Because fatigue is such a widespread and insidious problem, it is important to determine ways to counteract its effects. Countermeasures, which are methods that institutions or practitioners can use to minimize the negative effects of sleepiness and fatigue on performance, include:
The first step in addressing sleepiness and fatigue of medical personnel is to educate practitioners and the administrators of health care institutions about the impact of sleep issues on work performance, mood, job satisfaction, and health. Education is a relatively simple and inexpensive countermeasure that can be implemented immediately. Educational programs covering sleep deprivation, circadian disruption and fatigue, and countermeasures have been enthusiastically adopted by an increasing fraction of the aviation community.[375] [376] Similar programs should be developed for the health care community. Education alone is sufficient for some individuals and institutions to change their work and sleep habits or their organizational and scheduling procedures.

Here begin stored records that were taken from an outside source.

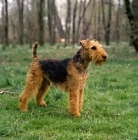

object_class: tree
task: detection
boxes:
[101,0,112,45]
[4,0,9,46]
[17,0,24,45]
[37,0,45,46]
[47,0,56,44]
[124,0,138,52]
[65,0,71,46]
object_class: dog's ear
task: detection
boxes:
[80,39,90,49]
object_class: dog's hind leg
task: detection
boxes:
[36,79,50,106]
[18,70,42,111]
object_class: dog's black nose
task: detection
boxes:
[102,55,107,60]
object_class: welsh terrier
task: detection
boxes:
[19,39,108,117]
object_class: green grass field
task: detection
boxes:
[0,43,138,140]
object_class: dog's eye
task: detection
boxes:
[91,46,96,50]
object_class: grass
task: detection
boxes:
[0,43,138,140]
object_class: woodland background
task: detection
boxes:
[0,0,138,52]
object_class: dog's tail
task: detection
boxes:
[33,42,38,60]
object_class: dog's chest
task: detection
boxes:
[39,58,70,83]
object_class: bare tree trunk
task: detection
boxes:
[65,0,71,46]
[17,0,24,45]
[102,0,112,45]
[10,16,16,47]
[75,0,92,42]
[97,1,101,41]
[37,0,45,46]
[47,0,56,44]
[82,0,95,39]
[4,0,9,46]
[54,4,65,38]
[124,0,138,52]
[115,0,121,43]
[72,0,78,44]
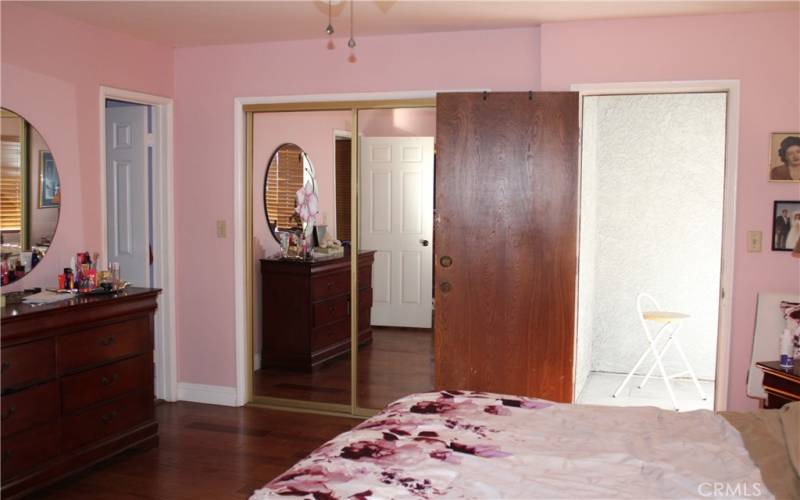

However, it is likely that education will not be sufficient to address this issue fully.
Good sleep habits include the following: regularity of bedtime and wake-up time; sufficient time for sustained and individually adequate sleep; restriction of alcohol, caffeine, and nicotine prior to bedtime; and use of exercise, nutrition, and environmental factors so that they enhance rather than disturb sleep. [377] A regular sleep schedule is an important part of optimal sleep hygiene, but it is often not possible for medical personnel, given the requirement to cover clinical needs on a 24-hour basis. Medical personnel should make greater efforts to maintain as constant a sleep schedule as possible and to maximize sleep opportunities prior to and after periods of reduced sleep.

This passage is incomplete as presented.